Value your valuables!
Jewellery is always precious to us—both for emotional reasons and for its financial value. So, it is important that we take special care of jewellery and keep it safe. The two most common ways of safekeeping jewellery is either bank lockers or opting for insurance. Read on to find the pros and cons of these two methods:
Bank lockers: Earlier people often kept jewellery at so-called “safe” spots in their homes. But as burglars for smarter and with numerous cases of theft reported from all over the country, this practise has proven to be a not-so-foolproof option. More and more people are now opting for bank lockers to secure their jewellery and other valuables. Many banks offer the option of a bank safety deposit box for a period of six months to one year. This is definitely safer than hiding jewellery under the mattress or inside kitchen cabinets.

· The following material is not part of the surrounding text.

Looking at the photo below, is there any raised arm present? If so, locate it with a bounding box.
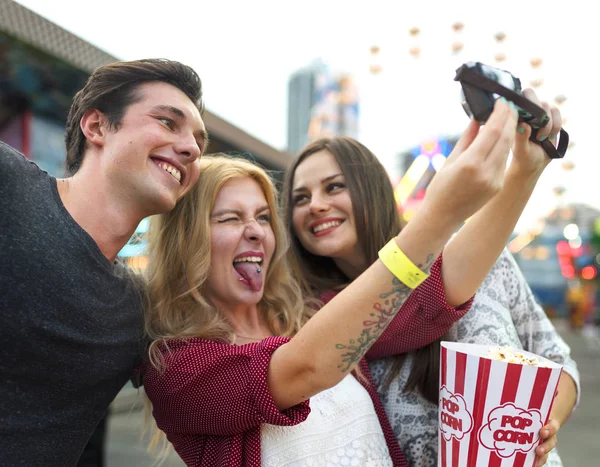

In India, not all banks have lockers and so it’s mostly allotted on a first-come first-served basis. Bank lockers are let out to both single and joint account holders. In order to obtain a locker, one must first open a savings account with the bank and also draw up an agreement on a stamp paper. The rates of opening a locker vary from bank to bank depending upon its size and placement. The rates are different for private and public banks as well. In most banks, one is required to open a fixed deposit and pay the locker fees before-hand.

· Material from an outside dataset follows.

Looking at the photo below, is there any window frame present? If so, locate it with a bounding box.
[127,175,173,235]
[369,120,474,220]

Insurance cover: Most insurance companies offer jewellery insurance under their home insurance policy. The policies usually have a jewellery and valuables protection segment. This covers accidental loss of jewellery, damage or theft of jewellery. Some policies also cover loss of jewellery kept in specified bank lockers. If a person loses jewellery while he/she was wearing it, this section also offers cover for it. Most insurance companies set a sub-limit for jewellery and precious items. There are insurance companies which have a separate all-risk cover section for jewellery in which the customer can choose the suitable sum to be insured.
If you are considering insuring your jewellery, you must keep all the documents regarding the jewellery safe. This includes receipts, valuations and diamond certificates. If in case your jewellery is stolen or misplaced, these papers have to be presented to stake claim and collect the insurance. In cases wherein your jewellery is above the policy’s single article limit, each item should be specified as “high value” on the contents insurance because only then will you be entitled to the full insurance amount.
In case of high value jewellery, insurance companies ask customers to get their jewellery valuation done because they may have purchased the jewellery abroad and forgotten to get the valuation done. Once the valuation is done, the insurance claims process becomes easier.
Insurance cover is available for the customer, his children and parents as well. The jewellery owned by all the family members can come under one policy provided all live under the same roof. This is one big advantage of getting jewellery insured as it covers all the items with a single policy.
Whether you seek insurance or decide to keep your jewellery in a safe deposit locker, both options are better than safeguarding your precious items at home where the risk of theft is high.